Gesellschaft Deutscher Chemiker

Meinungsbeitrag

Auf starken Schultern

Nachrichten aus der Chemie, Januar 2018, Seite 3, DOI, PDF. Login für Volltextzugriff.

Von Wiley-VCH zur Verfügung gestellt

„Die GDCh hat ein besonderes Jahr hinter sich, denn 2017 stand ganz im Zeichen des 150-Jahr-Jubiläums.“ Dies schrieb meine Amtsvorgängerin Thisbe Lindhorst im Leitartikel der letzten Nachrichten aus der Chemie. Dem kann ich mich nur anschließen. Ich beginne daher meine Amtszeit mit einem Dank an die ehemalige Präsidentin, an die GDCh-Geschäftsstelle und an die vielen Freiwilligen, die sich engagiert haben, 2017 zu einem besonderen Jahr für die GDCh zu machen.

Wir schauen auf 150 Jahre Tradition, wir werden aber nicht den Blick auf die Zukunft verlieren. Daher werde ich mich in diesem Leitartikel, der am Anfang meiner Präsidentschaft steht, mit Innovation beschäftigen.

Man hört oft, dass Deutschland ein rohstoffarmes Land sei, dass man daher Innovation fördern sollte, und dass man in „Köpfe investieren“ muss. Aber bräuchten wir uns nicht um Innovationen zu kümmern, wenn wir reich an Bodenschätzen wären, wenn wir Öl, seltene Erden, Gold und Diamanten im Überfluss hätten? Schaut man auf die Liste der Staaten, die mit Rohstoffquellen gesegnet sind, kommt man leider zur Erkenntnis, dass wenige Länder dabei sind, in denen wir wirklich leben wollten.

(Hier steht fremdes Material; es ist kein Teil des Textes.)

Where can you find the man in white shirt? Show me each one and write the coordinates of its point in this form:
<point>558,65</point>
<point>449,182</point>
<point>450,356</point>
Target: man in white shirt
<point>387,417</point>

Innovation heißt wörtlich „Neuerung“ oder auch „Erneuerung“. Damit verbunden ist die menschliche Neugier, die Freude am Entdecken, die Freude am Unbekannten, die Freude am Experimentieren. Das führt in unentdeckte Gebiete, und wenn wir beharrlich sind und etwas Glück haben, finden wir dabei auch den ein oder anderen Schatz – und in der Chemie gibt es noch viele Schätze zu heben.

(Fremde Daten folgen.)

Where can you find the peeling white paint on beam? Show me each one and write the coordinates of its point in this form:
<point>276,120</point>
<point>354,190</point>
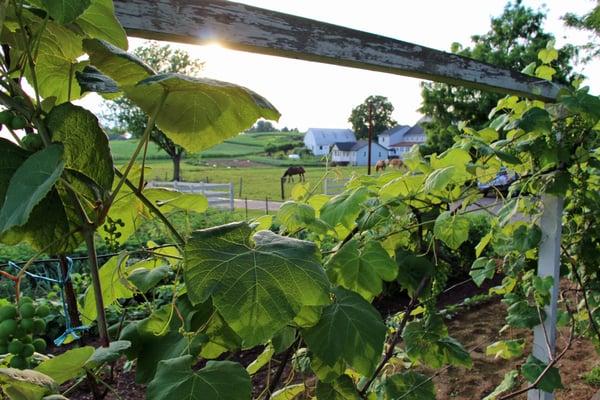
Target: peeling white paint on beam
<point>257,30</point>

Innovativ zu sein, weil es Spaß macht und weil es Freude bereitet, sich mit Chemie zu beschäftigen, das möchte ich in meiner Amtszeit fördern und unterstützen. Dabei habe ich das Glück, in der GDCh auf den starken Schultern einer großen Wissenschaftsorganisation zu stehen. Viele gute Initiativen existieren in der GDCh bereits. Es fängt mit der Tutzinger Offensive der GDCh zur Stärkung des Chemieunterrichts in den Schulklassen 5 und 6 an und geht mit dem Fortbildungsangebot für Chemielehrer weiter. Was kann es Wichtigeres geben, als Schülerinnen und Schülern die Welt der Chemie zu erschließen und die Lehrenden zu unterstützen, den richtigen Schlüssel dafür bereit zu halten?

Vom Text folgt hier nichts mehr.